Can't decide which rice to use for what purpose? No wonder, considering that there are more than 40,000 varieties of rice worldwide. Here's a quick guide to commonly available types of rice.
Arborio is a plump-grained rice that is translucent in color with a white dot at the center of the grain. It's classified as a medium-grain rice in the United States, although elsewhere it's considered a short-grain rice. Arborio is most often used in cooking risotto. This rice develops a creamy texture and maintains a degree of chewiness even when fully cooked.

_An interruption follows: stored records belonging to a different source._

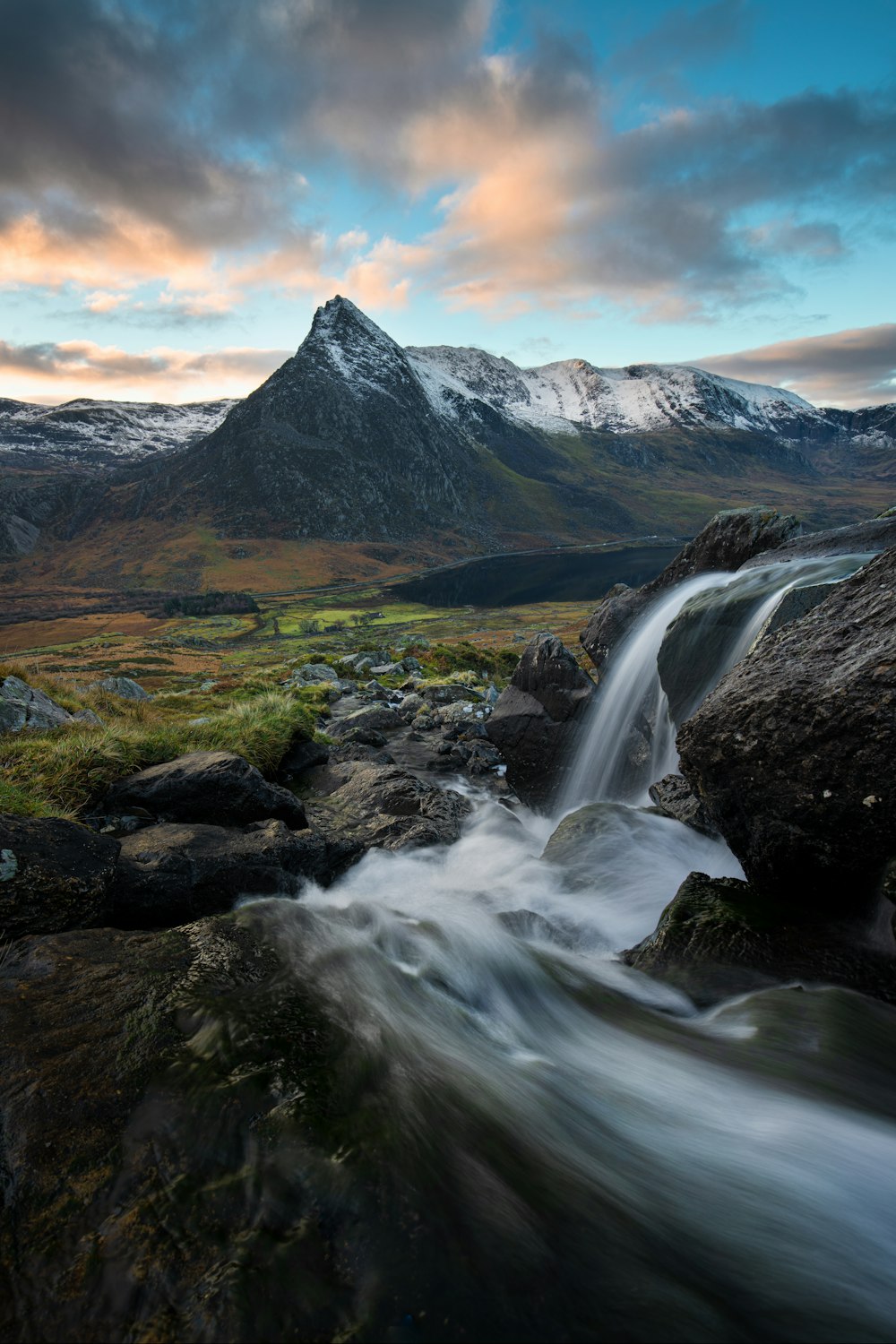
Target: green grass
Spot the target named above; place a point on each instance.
(62, 771)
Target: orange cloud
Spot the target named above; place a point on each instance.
(85, 368)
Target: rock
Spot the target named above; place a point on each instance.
(871, 537)
(172, 874)
(411, 706)
(791, 754)
(210, 787)
(719, 937)
(304, 754)
(378, 718)
(794, 604)
(726, 543)
(389, 808)
(24, 707)
(124, 687)
(53, 875)
(314, 674)
(538, 718)
(446, 693)
(88, 717)
(676, 798)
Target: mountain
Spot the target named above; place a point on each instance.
(96, 433)
(358, 454)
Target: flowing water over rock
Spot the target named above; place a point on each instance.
(578, 1152)
(630, 741)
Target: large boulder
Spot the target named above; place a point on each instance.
(168, 1104)
(719, 937)
(54, 875)
(24, 707)
(538, 719)
(373, 718)
(386, 806)
(793, 753)
(675, 797)
(726, 543)
(171, 873)
(212, 787)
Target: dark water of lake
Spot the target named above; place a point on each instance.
(555, 577)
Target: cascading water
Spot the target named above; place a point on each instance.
(563, 1148)
(632, 701)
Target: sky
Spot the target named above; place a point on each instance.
(183, 182)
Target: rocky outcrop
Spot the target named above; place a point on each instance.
(53, 875)
(373, 718)
(726, 543)
(147, 1085)
(24, 707)
(384, 806)
(719, 937)
(218, 788)
(171, 874)
(791, 754)
(676, 798)
(874, 534)
(538, 718)
(124, 687)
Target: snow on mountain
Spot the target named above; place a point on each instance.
(94, 430)
(642, 397)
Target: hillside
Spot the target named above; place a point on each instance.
(358, 457)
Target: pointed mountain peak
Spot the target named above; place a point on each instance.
(351, 343)
(341, 319)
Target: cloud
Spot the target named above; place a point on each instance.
(158, 144)
(85, 368)
(842, 368)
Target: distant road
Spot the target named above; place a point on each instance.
(471, 559)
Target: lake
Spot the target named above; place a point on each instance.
(547, 577)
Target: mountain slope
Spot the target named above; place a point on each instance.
(359, 453)
(102, 433)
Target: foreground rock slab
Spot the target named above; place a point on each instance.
(171, 874)
(538, 719)
(211, 787)
(384, 806)
(793, 753)
(54, 875)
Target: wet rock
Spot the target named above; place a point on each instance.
(24, 707)
(726, 543)
(134, 1067)
(373, 718)
(387, 806)
(209, 787)
(676, 798)
(124, 687)
(872, 535)
(791, 754)
(446, 693)
(793, 605)
(538, 718)
(719, 937)
(53, 875)
(171, 874)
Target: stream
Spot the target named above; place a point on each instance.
(567, 1150)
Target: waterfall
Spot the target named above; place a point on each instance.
(629, 741)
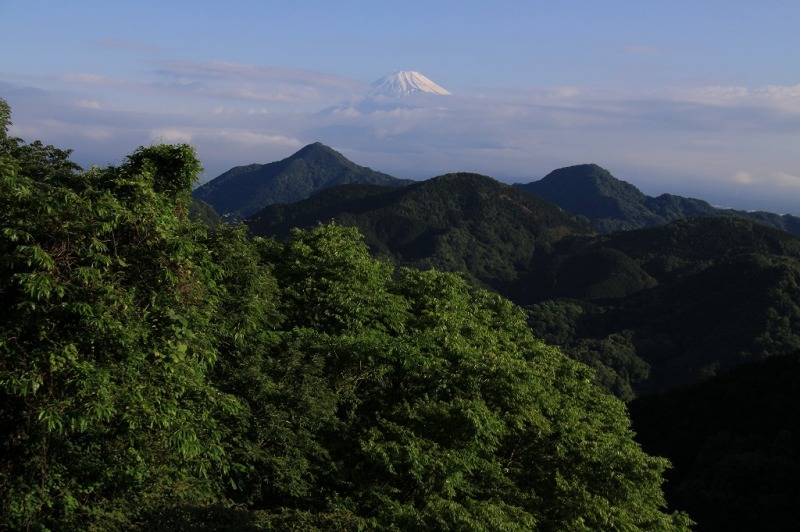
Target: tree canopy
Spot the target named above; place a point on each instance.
(156, 373)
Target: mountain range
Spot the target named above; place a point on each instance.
(609, 204)
(689, 312)
(407, 82)
(243, 190)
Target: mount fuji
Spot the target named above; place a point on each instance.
(401, 89)
(405, 83)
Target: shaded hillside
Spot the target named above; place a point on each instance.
(734, 442)
(461, 222)
(648, 309)
(663, 307)
(609, 204)
(243, 190)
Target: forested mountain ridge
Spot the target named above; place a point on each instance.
(649, 309)
(457, 222)
(735, 443)
(610, 204)
(158, 375)
(243, 190)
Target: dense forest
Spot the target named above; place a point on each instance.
(158, 374)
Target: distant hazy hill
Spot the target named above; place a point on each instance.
(610, 204)
(463, 222)
(243, 190)
(649, 309)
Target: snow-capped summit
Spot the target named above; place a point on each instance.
(405, 82)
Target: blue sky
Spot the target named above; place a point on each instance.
(698, 98)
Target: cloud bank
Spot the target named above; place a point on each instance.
(730, 145)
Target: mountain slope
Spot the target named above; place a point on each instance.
(461, 222)
(610, 204)
(406, 82)
(736, 458)
(243, 190)
(649, 309)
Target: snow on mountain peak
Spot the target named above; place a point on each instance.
(406, 82)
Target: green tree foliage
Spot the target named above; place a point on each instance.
(153, 375)
(106, 309)
(413, 401)
(735, 444)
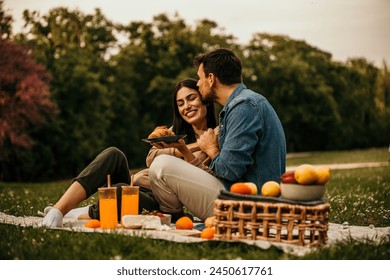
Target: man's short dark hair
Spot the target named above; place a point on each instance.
(223, 63)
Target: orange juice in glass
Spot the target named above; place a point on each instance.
(130, 200)
(108, 208)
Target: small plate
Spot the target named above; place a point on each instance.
(166, 139)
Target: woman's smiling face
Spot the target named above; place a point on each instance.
(191, 107)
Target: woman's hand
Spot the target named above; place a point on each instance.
(180, 146)
(208, 143)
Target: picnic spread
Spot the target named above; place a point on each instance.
(292, 216)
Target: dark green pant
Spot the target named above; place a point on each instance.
(112, 161)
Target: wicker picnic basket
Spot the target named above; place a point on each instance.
(278, 222)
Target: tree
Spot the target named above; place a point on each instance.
(25, 101)
(292, 75)
(74, 47)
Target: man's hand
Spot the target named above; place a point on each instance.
(208, 143)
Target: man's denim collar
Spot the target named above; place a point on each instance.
(234, 94)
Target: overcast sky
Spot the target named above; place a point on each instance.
(345, 28)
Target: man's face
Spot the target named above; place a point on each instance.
(204, 85)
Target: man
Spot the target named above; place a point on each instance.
(250, 146)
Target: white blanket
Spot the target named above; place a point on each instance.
(336, 233)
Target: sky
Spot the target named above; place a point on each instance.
(344, 28)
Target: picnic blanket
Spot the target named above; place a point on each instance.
(336, 232)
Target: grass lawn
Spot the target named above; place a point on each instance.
(357, 196)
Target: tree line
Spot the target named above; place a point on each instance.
(72, 84)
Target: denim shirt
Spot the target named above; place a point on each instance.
(251, 140)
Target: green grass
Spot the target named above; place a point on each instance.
(357, 196)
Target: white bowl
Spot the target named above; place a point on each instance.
(302, 192)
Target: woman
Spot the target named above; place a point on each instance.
(191, 117)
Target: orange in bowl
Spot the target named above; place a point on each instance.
(240, 188)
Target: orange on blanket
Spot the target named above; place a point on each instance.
(207, 233)
(184, 223)
(92, 224)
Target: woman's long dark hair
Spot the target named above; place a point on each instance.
(180, 126)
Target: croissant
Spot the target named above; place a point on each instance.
(161, 131)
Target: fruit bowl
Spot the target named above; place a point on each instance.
(302, 192)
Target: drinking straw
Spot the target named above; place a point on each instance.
(108, 181)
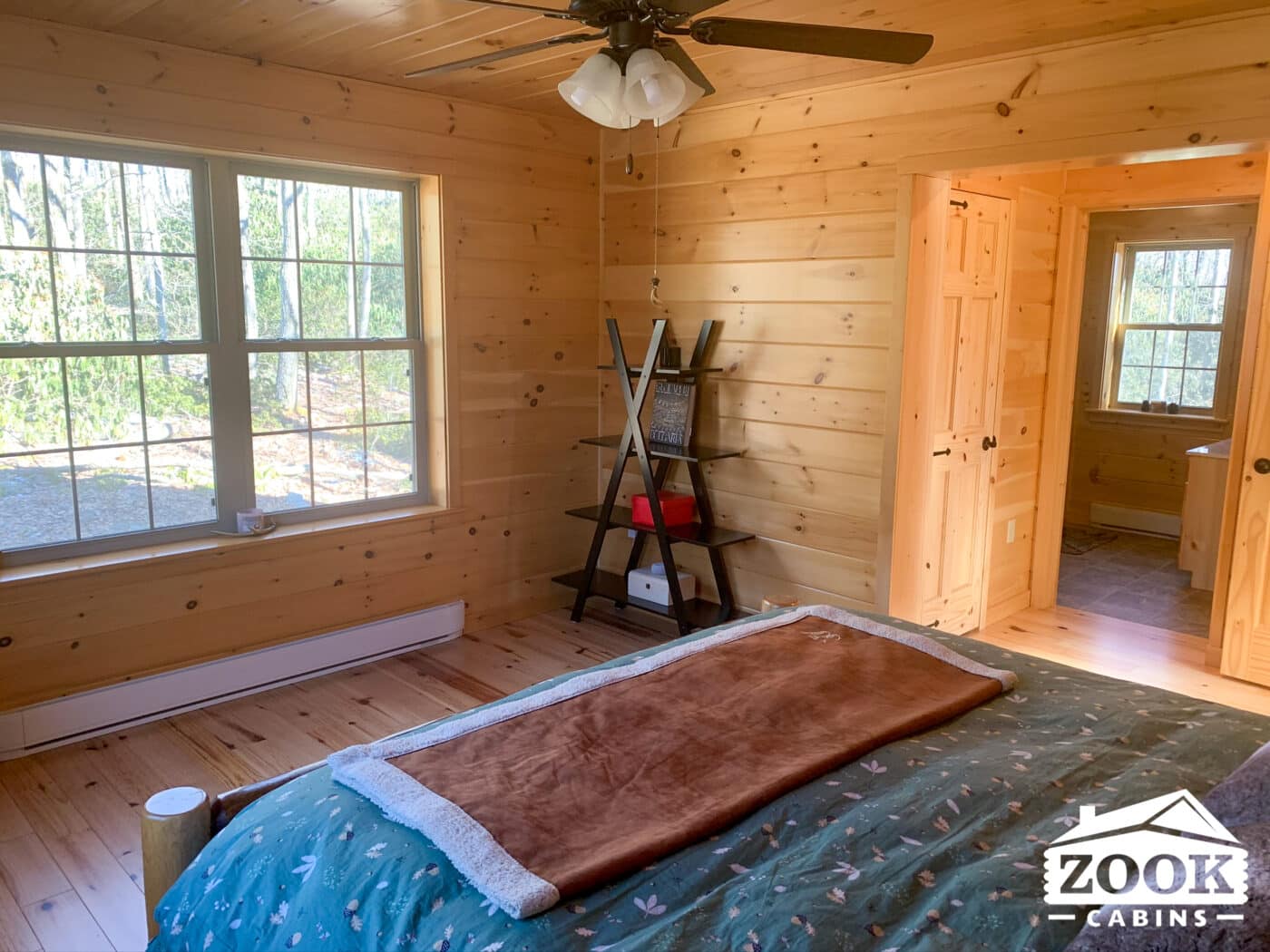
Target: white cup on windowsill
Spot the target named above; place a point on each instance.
(251, 522)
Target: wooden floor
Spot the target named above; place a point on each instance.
(1123, 649)
(70, 865)
(70, 841)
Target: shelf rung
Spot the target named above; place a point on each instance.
(691, 453)
(694, 532)
(700, 612)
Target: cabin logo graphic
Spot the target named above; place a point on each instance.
(1168, 850)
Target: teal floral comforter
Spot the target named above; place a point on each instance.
(929, 843)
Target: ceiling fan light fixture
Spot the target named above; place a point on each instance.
(596, 92)
(654, 86)
(691, 94)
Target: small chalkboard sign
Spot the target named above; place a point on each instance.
(673, 403)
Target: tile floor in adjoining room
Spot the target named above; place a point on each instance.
(1133, 578)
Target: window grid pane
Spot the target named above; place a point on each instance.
(73, 219)
(1171, 336)
(327, 266)
(111, 250)
(327, 442)
(84, 433)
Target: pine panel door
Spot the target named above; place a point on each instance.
(965, 409)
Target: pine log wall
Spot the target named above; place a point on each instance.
(780, 218)
(523, 235)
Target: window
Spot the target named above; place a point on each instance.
(155, 380)
(1170, 325)
(324, 288)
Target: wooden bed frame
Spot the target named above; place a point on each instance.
(180, 821)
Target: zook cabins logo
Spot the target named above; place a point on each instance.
(1164, 862)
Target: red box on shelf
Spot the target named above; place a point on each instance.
(677, 510)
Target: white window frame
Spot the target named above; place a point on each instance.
(1126, 256)
(225, 345)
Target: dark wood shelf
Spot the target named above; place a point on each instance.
(694, 532)
(669, 372)
(691, 453)
(654, 463)
(698, 612)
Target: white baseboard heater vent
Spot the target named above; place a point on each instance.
(103, 710)
(1121, 517)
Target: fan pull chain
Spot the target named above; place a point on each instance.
(653, 295)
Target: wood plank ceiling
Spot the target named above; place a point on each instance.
(384, 40)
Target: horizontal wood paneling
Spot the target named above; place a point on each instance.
(523, 244)
(781, 218)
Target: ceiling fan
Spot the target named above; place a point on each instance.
(644, 73)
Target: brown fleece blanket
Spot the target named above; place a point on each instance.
(593, 786)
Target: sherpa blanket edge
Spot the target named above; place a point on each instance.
(474, 852)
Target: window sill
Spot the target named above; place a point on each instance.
(174, 549)
(1137, 418)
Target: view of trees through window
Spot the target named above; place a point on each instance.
(108, 333)
(332, 423)
(97, 440)
(1170, 325)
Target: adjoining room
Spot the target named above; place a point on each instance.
(634, 475)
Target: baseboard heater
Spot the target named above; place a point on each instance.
(1121, 517)
(85, 714)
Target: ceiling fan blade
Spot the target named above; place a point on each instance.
(505, 53)
(688, 8)
(850, 42)
(531, 8)
(675, 53)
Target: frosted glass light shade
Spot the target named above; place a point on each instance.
(691, 94)
(653, 85)
(596, 92)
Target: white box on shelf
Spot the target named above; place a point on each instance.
(650, 586)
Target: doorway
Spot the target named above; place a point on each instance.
(1037, 466)
(1158, 355)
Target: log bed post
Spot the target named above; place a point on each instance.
(175, 825)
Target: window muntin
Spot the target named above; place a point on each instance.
(122, 409)
(1170, 324)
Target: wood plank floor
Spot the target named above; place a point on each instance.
(1123, 649)
(70, 863)
(70, 837)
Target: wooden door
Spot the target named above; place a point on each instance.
(965, 396)
(1246, 636)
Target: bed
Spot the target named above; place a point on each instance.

Aromatic types of rice have a natural aroma and flavor similar to that of popcorn or roasted nuts. The most common aromatic rice in the US include basmati, jasmine and della.
Basmati only swells lengthwise when cooked, resulting in long, thin grains. It cooks up dry and is therefore useful in pilafs or other mixtures where separate grains are desired.
The least processed form of rice, brown rice, has the outer hull removed but still retains the bran layers that give it color and a nutty flavor. Brown rice has a longer cooking time than white rice, is chewier, and has up to three times more fiber, vitamin E, and magnesium than white rice. Quick-cooking brown rice can now be found in some grocery stores. Brown rice can be used interchangeably for white rice in most recipes.
Long-grain rice cooks up soft and moist. These long, slender kernels are four to five times longer than their width. The grains cook up separate, light and fluffy, making it ideal for use in recipes that require texture. Long-grain rice is the most popular rice in the U.S. and Canada. This rice has been milled to remove the bran, is cooked and then dehydrated before packaging. Highly processed, it is more porous, so that boiling water penetrates the grains in a shorter time making it easy to cook with.
The almost round kernels of short-grain rice cook up soft and tend to cling together. Short-grain rice is used in Japanese, Taiwanese, and some Chinese dishes and is often referred to as sticky rice.
Wild rice is actually not a rice, but the seed of a wild grass. Its chewy texture and smoky flavor make wild rice ideal for pilafs, stuffing's, and salads.